Heterogeneous Multi-Agent Reinforcement Learning with Attention for Cooperative and Scalable Feature Transformation

Feature transformation enhances downstream task performance by generating informative features through mathematical feature crossing. Despite the advancements in deep learning, feature transformation remains essential, particularly for structured data, where deep models often struggle to capture complex feature interactions effectively. Prior literature on automated feature transformation has achieved notable success but often relies on heuristics or exhaustive searches, leading to inefficient and time-consuming processes. Recent works employ reinforcement learning (RL) to enhance traditional approaches through a more effective trial-and-error way. However, two key limitations remain: 1) Dynamic feature expansion during the transformation process, which introduces instability and increases the time complexity of the learning procedure for RL agents; 2) Insufficient cooperation and communication between agents, which results in suboptimal feature crossing operations and degraded model performance. To address them, we propose a novel heterogeneous multi-agent RL framework to enable cooperative and scalable feature transformation. The framework comprises three heterogeneous agents, grouped into two types, each designed to select essential features and operations for feature crossing. To enhance communication among these agents, we implement a shared critic mechanism that facilitates information exchange during the feature transformation process.

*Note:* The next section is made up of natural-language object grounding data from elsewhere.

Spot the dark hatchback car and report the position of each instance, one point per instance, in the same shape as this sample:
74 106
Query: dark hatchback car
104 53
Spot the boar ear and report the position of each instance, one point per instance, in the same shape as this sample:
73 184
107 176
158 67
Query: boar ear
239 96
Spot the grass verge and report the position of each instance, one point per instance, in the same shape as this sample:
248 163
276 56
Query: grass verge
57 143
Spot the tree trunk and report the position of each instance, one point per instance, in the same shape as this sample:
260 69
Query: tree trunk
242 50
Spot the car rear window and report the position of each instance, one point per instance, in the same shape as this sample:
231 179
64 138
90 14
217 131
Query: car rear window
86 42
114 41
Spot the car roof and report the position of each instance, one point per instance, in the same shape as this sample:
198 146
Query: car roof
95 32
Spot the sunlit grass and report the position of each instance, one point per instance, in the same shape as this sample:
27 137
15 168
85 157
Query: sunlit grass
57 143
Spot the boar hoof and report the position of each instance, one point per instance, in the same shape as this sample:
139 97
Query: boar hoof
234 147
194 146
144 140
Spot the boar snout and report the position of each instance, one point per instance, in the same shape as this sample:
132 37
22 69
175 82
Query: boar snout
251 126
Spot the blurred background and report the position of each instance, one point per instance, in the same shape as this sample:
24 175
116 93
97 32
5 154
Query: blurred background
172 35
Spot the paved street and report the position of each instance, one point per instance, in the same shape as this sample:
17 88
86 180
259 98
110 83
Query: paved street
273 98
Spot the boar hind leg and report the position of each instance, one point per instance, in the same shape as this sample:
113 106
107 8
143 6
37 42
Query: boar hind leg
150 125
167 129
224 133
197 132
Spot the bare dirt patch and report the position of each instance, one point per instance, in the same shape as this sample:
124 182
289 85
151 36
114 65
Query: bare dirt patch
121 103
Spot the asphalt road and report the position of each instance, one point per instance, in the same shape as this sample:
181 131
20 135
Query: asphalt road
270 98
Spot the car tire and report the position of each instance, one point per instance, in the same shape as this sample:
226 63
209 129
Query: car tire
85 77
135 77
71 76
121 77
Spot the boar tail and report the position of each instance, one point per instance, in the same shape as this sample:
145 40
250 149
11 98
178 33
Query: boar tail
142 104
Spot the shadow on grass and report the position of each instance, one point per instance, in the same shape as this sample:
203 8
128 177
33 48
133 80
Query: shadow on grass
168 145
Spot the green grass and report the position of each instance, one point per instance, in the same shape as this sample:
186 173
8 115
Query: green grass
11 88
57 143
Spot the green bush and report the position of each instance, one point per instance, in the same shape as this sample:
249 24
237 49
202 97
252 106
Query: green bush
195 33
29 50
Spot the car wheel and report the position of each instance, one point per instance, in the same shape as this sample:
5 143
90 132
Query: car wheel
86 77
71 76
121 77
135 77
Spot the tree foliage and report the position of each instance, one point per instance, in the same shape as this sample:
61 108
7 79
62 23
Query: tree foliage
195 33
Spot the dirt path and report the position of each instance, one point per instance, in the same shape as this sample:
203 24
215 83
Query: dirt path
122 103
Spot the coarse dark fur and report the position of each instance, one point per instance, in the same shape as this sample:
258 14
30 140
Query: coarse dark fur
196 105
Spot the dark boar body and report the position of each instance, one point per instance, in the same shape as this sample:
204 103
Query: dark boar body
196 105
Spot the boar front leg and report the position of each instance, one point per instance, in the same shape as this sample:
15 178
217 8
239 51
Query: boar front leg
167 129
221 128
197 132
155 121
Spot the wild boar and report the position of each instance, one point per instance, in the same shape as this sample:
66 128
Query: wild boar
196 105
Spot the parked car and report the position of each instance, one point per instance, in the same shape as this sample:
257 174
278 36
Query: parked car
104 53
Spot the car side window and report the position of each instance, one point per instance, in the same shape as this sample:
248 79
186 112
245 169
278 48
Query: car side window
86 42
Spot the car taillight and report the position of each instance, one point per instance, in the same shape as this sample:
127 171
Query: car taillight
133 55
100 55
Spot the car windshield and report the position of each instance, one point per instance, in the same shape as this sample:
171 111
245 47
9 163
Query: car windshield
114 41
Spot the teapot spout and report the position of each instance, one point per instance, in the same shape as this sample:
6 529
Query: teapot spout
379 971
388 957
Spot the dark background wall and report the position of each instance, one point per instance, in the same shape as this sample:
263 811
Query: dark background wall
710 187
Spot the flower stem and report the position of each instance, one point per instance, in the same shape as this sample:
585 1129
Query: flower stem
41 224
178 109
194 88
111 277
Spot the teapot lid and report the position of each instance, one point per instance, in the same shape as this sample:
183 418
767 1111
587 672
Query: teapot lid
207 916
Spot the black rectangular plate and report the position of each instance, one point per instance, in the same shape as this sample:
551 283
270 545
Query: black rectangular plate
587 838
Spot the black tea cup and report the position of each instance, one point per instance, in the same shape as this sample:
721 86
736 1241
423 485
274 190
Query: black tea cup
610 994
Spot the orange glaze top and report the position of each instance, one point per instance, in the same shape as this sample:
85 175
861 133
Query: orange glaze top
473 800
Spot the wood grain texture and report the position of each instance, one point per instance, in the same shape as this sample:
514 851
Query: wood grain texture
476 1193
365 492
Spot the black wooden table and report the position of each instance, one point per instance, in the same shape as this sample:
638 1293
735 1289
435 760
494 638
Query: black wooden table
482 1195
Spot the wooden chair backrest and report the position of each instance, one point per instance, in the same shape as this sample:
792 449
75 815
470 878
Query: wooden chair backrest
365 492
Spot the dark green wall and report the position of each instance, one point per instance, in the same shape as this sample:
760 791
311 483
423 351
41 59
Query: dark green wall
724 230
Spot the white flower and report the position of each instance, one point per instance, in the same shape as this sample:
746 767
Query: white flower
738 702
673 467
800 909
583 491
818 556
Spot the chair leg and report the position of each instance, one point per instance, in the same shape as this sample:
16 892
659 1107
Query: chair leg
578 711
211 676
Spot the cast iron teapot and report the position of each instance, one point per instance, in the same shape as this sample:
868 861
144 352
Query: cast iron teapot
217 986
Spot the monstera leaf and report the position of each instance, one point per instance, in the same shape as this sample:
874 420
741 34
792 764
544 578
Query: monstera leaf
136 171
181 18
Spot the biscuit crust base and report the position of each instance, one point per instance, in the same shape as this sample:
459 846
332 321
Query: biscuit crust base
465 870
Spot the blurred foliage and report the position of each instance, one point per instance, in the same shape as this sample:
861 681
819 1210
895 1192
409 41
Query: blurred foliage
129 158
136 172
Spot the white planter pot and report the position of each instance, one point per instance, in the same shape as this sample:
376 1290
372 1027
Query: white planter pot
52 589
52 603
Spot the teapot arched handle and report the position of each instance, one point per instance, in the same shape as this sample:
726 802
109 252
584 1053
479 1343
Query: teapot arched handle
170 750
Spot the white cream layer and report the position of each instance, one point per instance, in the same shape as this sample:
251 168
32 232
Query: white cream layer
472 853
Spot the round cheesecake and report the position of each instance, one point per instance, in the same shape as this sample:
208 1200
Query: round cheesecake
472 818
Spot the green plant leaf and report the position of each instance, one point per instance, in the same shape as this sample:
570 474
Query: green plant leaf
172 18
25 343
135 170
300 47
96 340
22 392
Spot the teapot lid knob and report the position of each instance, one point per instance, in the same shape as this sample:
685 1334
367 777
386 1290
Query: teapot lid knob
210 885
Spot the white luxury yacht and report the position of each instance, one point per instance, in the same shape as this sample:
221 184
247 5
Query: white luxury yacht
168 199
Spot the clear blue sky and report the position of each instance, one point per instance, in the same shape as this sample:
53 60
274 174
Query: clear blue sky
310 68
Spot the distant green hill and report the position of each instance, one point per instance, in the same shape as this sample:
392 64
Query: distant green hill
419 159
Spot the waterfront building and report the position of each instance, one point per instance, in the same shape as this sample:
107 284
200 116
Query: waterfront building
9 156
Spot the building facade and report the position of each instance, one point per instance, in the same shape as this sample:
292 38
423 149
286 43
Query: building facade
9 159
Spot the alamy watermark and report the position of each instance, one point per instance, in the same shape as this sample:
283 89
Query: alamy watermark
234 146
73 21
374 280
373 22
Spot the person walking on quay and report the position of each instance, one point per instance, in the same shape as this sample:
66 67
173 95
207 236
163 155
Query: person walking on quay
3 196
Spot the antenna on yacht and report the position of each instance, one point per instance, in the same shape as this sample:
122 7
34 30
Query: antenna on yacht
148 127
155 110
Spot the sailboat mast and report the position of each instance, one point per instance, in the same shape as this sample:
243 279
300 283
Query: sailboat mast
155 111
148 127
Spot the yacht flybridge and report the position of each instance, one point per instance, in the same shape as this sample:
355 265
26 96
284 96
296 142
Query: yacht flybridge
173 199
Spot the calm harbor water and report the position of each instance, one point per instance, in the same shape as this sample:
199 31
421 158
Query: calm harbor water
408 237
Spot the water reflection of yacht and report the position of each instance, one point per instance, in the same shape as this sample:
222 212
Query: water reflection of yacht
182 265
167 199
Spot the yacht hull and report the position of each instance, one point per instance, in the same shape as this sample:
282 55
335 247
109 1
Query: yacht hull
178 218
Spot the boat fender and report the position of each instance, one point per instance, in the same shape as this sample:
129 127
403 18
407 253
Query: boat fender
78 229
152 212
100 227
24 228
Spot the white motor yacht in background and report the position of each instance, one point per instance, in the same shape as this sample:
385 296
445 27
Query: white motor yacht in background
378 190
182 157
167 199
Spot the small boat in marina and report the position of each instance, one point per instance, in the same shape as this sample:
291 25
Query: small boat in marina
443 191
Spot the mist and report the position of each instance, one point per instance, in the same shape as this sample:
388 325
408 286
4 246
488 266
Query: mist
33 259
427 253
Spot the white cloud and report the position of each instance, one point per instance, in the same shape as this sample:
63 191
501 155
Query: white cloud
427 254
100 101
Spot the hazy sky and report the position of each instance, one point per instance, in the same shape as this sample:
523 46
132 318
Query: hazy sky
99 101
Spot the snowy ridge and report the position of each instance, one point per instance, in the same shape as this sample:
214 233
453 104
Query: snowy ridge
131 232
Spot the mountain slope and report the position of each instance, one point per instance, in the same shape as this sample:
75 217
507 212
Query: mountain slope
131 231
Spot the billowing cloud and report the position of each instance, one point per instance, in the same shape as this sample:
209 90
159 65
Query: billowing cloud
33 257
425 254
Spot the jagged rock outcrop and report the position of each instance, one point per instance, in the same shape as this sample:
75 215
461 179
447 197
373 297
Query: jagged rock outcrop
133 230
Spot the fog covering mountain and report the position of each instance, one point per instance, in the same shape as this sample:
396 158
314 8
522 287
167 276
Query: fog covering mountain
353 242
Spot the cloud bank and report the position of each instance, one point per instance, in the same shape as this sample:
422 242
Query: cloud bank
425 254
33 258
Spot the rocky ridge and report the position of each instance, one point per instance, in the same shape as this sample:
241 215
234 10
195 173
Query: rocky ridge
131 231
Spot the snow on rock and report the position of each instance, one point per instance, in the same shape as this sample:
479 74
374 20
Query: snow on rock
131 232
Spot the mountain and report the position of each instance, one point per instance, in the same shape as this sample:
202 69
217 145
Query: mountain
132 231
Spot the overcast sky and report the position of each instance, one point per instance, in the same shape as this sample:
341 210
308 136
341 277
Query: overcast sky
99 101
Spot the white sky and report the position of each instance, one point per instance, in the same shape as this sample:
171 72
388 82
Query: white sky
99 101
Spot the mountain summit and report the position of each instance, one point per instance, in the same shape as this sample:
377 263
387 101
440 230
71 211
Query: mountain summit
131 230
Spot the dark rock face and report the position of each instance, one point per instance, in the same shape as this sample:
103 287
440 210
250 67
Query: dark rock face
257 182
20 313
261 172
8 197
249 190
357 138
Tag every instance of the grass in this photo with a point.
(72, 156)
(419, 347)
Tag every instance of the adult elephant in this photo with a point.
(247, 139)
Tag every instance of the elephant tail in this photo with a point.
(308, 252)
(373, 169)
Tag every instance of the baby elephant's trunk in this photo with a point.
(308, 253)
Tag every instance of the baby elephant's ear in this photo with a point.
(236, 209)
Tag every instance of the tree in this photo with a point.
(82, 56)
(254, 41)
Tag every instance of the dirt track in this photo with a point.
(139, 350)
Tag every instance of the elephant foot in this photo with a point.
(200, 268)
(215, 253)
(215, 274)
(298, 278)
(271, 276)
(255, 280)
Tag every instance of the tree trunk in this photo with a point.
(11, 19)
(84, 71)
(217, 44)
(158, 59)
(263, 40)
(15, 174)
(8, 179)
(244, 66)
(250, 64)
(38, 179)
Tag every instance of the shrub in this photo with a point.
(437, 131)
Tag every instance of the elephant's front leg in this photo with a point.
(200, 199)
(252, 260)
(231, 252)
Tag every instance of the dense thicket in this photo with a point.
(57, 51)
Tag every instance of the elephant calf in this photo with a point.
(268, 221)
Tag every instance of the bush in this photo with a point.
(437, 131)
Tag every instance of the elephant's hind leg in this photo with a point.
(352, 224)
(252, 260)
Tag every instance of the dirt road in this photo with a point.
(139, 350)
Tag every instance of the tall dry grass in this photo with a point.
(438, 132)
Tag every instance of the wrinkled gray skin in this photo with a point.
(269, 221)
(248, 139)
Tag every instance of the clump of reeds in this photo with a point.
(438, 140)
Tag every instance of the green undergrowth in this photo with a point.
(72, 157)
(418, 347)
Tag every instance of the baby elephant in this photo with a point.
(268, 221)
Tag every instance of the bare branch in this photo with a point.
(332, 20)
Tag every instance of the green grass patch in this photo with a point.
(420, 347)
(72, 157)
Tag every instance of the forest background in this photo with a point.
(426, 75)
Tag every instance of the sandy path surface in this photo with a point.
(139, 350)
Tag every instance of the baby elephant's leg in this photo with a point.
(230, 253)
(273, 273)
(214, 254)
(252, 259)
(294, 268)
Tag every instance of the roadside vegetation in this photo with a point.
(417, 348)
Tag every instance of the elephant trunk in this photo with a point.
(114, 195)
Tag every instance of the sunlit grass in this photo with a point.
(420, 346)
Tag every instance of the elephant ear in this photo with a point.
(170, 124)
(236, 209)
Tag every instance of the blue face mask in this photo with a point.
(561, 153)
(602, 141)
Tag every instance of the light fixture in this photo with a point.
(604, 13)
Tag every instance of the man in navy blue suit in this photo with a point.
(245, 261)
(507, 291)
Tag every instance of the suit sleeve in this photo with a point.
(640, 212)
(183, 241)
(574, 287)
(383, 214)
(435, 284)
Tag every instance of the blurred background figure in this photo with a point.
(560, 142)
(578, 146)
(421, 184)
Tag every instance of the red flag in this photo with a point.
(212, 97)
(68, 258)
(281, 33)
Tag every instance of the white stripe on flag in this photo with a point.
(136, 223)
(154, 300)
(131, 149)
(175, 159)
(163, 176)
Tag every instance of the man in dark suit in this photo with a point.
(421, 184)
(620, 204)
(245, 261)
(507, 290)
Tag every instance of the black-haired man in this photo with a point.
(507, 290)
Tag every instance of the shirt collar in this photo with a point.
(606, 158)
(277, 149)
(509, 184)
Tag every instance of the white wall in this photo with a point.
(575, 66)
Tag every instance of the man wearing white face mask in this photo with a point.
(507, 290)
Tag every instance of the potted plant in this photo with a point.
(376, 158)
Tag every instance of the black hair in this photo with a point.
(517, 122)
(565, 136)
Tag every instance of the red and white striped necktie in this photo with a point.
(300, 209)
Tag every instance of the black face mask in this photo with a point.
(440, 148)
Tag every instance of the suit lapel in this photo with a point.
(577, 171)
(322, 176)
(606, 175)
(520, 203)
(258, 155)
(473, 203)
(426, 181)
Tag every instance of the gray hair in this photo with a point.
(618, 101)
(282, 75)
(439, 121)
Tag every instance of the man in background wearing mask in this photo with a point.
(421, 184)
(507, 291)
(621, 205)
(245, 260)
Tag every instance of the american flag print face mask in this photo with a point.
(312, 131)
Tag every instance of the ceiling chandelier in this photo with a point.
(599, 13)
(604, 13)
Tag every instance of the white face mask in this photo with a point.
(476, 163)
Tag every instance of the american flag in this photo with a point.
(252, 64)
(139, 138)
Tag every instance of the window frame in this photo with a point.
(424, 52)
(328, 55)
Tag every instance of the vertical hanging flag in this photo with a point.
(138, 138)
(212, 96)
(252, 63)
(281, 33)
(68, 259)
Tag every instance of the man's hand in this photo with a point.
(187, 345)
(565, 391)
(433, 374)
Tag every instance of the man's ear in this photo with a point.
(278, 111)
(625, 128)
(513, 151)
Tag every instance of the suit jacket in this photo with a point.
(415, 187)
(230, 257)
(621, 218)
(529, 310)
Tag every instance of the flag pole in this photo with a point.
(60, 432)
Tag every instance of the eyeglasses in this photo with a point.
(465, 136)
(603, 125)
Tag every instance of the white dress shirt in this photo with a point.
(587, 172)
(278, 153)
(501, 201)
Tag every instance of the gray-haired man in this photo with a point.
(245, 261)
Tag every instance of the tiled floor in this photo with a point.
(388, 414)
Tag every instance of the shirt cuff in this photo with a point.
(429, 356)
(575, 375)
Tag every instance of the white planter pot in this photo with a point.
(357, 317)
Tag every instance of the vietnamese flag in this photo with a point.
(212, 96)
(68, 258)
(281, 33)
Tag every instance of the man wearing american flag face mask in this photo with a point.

This collaboration enables the agents to learn more intelligent and effective transformation policies. To handle the dynamically expanding feature space, we tailor multi-head attention-based feature agents to select suitable features for feature crossing. This design facilitates scalable decision-making and effective candidate selection based on comprehensive global feature space information. Additionally, we introduce a state encoding technique during the optimization process to stabilize and enhance the learning dynamics of the RL agents, resulting in more robust and reliable transformation policies. Finally, we conduct extensive experiments to validate the effectiveness, efficiency, robustness, and interpretability of our model. Our code and dataset are publicly available on GitHub.